Well, this has been a week. The world’s eyes were on a map of 50 states, but those eyes were not fixated on the many that were confidently and immovably etched in a deep red or deep blue. The action was in that handful of “grey states” – too early or too close to call to color in red or blue. That was Tuesday night. It is now Friday morning and as of this writing no media outlet has made a formal call on the presidential contest. It is quite possible that such a call will have been made by the time you are reading this, as the vote count in the as-yet undecided states are moving fairly steadily into the column of Joe Biden and Kamala Harris.
The world pays close attention to our elections because our political system has an important impact on the world – on the global economy, on financial markets and on the civil societies that make up the world’s nations. So what do we know, and what can we expect, given where things stand today?
The Volatility That Wasn’t
In September we wrote about options markets that were showing historically high levels of volatility for contracts settling in the time period around Election Day. The concerns reflected in these options prices revolved around the potential for a contested outcome that could potentially lead to a constitutional crisis. Those fears abated somewhat as the days rolled by in October, with polls seeming to show an increasingly large margin for Biden and the Democrats. As the results came in on Tuesday night, though, those polls wildly missed the mark. A tight race was indeed what we got in the end.
But it was a tight race absent – at least so far – the kind of messiness that spooked options traders back in September. A record number of absentee and mail-in ballots – reflecting the reality of a country still tightly in the grip of a vicious pandemic – has resulted in a long and laborious counting process that explains why it has taken so long. But the process has been methodical, transparent and, in the end, will have done its job. Yes, there have been protests, inflammatory rhetoric and all the rest of it – but the system showed that it could deliver the results without engendering a crisis. We can be thankful for that.
Gridlock and the Markets
Investors didn’t wait for official calls on any race to rush to the conclusion that the most likely outcome of a Democratic White House, Republican Senate and Democratic House of Representatives would be gridlock. In their best Gordon Gekko impersonations they seemed to say in unison: “Gridlock is Good.” The S&P 500 jumped on the prospects of not much change in store for corporate or household tax rates, or regulations, or much of anything else. The upbeat sentiment was reinforced by statements from Mitch McConnell, who is set to retain his seat as Senate Majority Leader, to get on with a pandemic relief package before the end of the year.

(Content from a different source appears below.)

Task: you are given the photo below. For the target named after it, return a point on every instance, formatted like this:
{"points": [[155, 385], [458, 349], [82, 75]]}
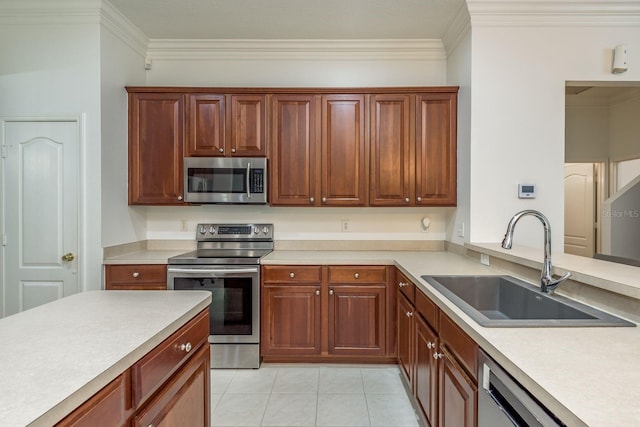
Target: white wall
{"points": [[459, 74], [51, 68], [120, 65], [517, 105], [302, 223]]}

Economic relief plus no new taxes seemed to be a pretty seductive narrative for potentially another run of the bulls through the remaining weeks of the year.
Time for a New Story
That “gridlock is good” mantra may work for a short time, but it is an insufficient answer to the scope of problems we face, both here at home and abroad, in the coming months and indeed years. It is promising that the victorious Senate Republicans are at least signaling a willingness to finally sit down and negotiate a fiscal relief package. The coronavirus pandemic is getting worse by the day, with cases soaring above 100,000 just as we are running smack into the annual flu season. Whether some of the more recalcitrant senators who stood in the way of productive negotiations earlier in the fall can be persuaded to come around is another story.
But dealing with the pandemic is job number one for everyone with policymaking responsibilities on both sides of the aisle. Bipartisanship, say many observers jaded by the institutional rot and performative silliness of American politics, is dead. Joe Biden insisted throughout his campaign that it was not dead, and that it was absolutely necessary if we are going to make a meaningful impact on the many problems we are currently facing.

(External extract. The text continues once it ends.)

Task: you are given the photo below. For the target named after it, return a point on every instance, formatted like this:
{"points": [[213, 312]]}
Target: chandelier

We agree with that sentiment. It is time for a new story, because the old story has not worked. The oldest and most established economies in the world – in North America and Europe – are facing chronically slowing growth while those of China and the Asia Pacific region are becoming more dominant. Climate change is a fundamental threat to our way of life in an increasingly obvious way with every “once in a lifetime” hurricane, flood, wildfire or other disaster. Our infrastructure is old and needs to be brought into the twenty-first century with green and digital solutions. Our healthcare system, not in any kind of good shape to begin with, will be straining under the pressure of the coronavirus and its many long-term effects even after a vaccine finally comes to market.
It would be naïve to think that all these problems will be swiftly attended to by a bipartisan team of rational, pragmatic and far-sighted politicians on the day the new administration is sworn in. We remain a decisively divided nation, and nothing that happened this week is going to change that. But the only hope we have for lowering the fever of anger and mutual hostility is to change the story. To work on first agreeing on what our biggest problems are, and then figuring out how to fix them. To put the interests and well-being of actual flesh-and-blood constituents ahead of whatever is trending loudly on the far left and right corners of Twitter and the rest of the social media fantasyland.
Can we do this? We had better be willing to put our best efforts forward to try. Our children, grandchildren and those who follow will not forgive us if we do not.